祭りの賑わいの中、親子は露店で香ばしく焼かれた魚の串焼きを手にすると、ほくほくと湯気を立てるそれを大切そうに抱えながら、自分たちの住まいへと歩みを進めていた。表通りから一つ後ろの路地に入るとそこは静かで暗くなった。
「このお魚、美味しいねっ!」
「そうだね、お父さんの分も買っておいて良かったね」
「うんっ」
二人の声が静かな路地に響いたその時、凪の日だったはずなのに風が吹き始めた。少女はその風で揺れた髪の毛を空いた手の方で押さえた。
「お母さん、風が吹いてきた~」
「えっ?風?あら、本当。今日は凪の日だと思っていたのに不思議ね」
少女にはその風の音に紛れてノラ魔族の遠吠えも聞こえた。
「遠吠えも聞こえるね~っ!うぉぉんだってぇっ!」
「そう?私には聞こえないけど……」
「聞こえるよぉ~。うぉぉぉん、うぉぉぉん、あははっ」
「さぁ、それよりも早く家に帰ってお父さんを迎えないとねっ」
「うんっ!」
二人が家路に急ぐとうっすらと煙が漂い始めた。
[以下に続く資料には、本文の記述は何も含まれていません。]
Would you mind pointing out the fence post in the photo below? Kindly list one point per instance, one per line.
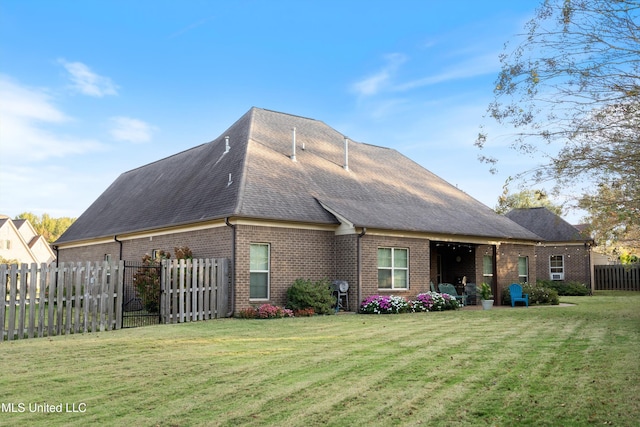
(33, 282)
(13, 285)
(3, 306)
(22, 293)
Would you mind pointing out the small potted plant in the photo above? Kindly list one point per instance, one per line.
(486, 295)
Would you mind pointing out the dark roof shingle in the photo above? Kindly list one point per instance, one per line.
(381, 189)
(546, 224)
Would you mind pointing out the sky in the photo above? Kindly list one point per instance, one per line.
(92, 89)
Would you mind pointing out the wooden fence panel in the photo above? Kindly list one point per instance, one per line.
(47, 300)
(194, 290)
(617, 277)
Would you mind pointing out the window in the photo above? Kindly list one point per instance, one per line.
(393, 268)
(259, 271)
(556, 267)
(487, 269)
(523, 269)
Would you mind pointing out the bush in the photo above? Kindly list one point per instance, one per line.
(265, 311)
(572, 288)
(537, 295)
(384, 304)
(433, 301)
(305, 294)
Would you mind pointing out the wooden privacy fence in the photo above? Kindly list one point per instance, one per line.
(194, 290)
(47, 300)
(616, 277)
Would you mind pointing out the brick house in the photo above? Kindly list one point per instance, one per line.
(287, 197)
(564, 253)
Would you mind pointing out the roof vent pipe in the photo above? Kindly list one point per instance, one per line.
(346, 153)
(293, 142)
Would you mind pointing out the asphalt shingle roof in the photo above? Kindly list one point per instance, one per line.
(546, 224)
(257, 178)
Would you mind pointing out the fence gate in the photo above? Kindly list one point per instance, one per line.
(141, 294)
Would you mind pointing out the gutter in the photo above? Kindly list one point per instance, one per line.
(359, 268)
(232, 294)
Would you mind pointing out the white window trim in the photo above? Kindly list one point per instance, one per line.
(560, 270)
(487, 277)
(393, 268)
(268, 271)
(526, 276)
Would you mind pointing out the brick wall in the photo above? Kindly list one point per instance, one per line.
(576, 262)
(208, 243)
(507, 266)
(419, 265)
(295, 253)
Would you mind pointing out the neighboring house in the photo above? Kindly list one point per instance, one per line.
(564, 252)
(288, 197)
(20, 242)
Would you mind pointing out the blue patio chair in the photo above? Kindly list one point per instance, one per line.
(515, 291)
(448, 288)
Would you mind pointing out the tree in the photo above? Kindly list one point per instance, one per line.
(571, 90)
(525, 199)
(50, 228)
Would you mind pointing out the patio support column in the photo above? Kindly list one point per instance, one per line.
(495, 288)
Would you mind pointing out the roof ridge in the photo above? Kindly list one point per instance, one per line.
(243, 174)
(167, 157)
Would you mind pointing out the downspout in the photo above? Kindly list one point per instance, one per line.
(232, 294)
(120, 242)
(359, 267)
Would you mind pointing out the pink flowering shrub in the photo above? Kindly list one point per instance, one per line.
(433, 301)
(384, 304)
(265, 311)
(391, 304)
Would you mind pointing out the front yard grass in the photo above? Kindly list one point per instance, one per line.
(567, 365)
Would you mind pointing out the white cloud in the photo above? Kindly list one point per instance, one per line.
(375, 83)
(26, 113)
(131, 130)
(472, 67)
(87, 82)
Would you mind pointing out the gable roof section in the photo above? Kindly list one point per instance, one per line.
(547, 225)
(382, 188)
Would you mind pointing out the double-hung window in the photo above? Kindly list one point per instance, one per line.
(523, 269)
(556, 267)
(487, 269)
(259, 271)
(393, 268)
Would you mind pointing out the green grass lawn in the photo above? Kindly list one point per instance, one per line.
(575, 365)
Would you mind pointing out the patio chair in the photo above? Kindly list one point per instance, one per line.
(515, 291)
(448, 288)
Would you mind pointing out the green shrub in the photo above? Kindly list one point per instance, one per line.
(304, 294)
(537, 295)
(572, 288)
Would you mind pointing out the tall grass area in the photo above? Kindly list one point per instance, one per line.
(560, 365)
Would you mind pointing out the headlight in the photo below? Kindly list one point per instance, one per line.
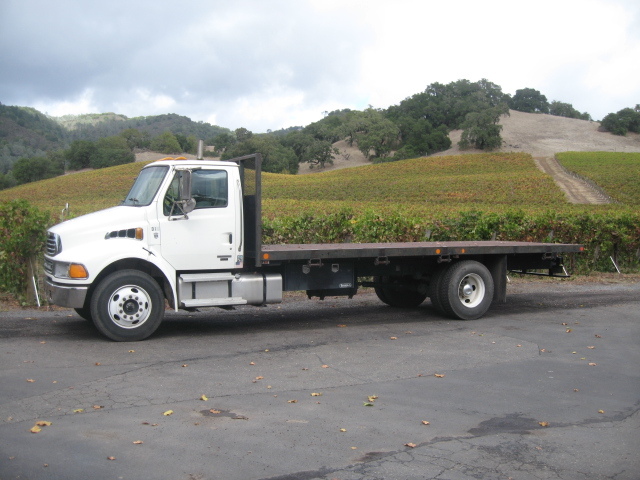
(74, 271)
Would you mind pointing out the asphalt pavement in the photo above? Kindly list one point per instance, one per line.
(546, 386)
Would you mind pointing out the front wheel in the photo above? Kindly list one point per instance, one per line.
(465, 290)
(127, 306)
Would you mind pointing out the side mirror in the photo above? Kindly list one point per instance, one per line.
(185, 185)
(187, 204)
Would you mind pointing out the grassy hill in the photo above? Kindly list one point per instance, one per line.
(617, 173)
(460, 197)
(482, 180)
(422, 186)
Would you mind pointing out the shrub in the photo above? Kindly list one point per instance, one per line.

それはまるで肉を焼く香ばしい煙のように思われた。
「クンクン……変な匂いもしてきたよ」
「本当ね、露店で売っているお肉の……」
少女は、話していた母の言葉が途中で途切れ、握っていたはずの手もふいに離れたことに気づき、何が起こったのかと戸惑いながら振り返った。
「……あれ?お母さん……?」
しかし、いるはずの母親に代わって、そこに立っていたのは大きなナタを持ったノラ魔族――ブラッドウッド・ウォーデンだった。
「あ……」
少女の母はすでに絶命していた。
それの持つナタによって断たれた首が転がり、かすかに揺れていた。傍らには父のために買った串焼きとまだ食べかけのそれが無造作に落ちていた。滴る鮮血が串焼きに混ざると、ブラッドウッド・ウォーデンは無言で手を伸ばし、血の染みた串焼きを一口で食べ、静かに少女を見つめた。
「あ、あぁ……」
始めて見たノラ魔族に少女は立ち尽くして震えて動けなくなり、次の瞬間、ナタが振るわれた。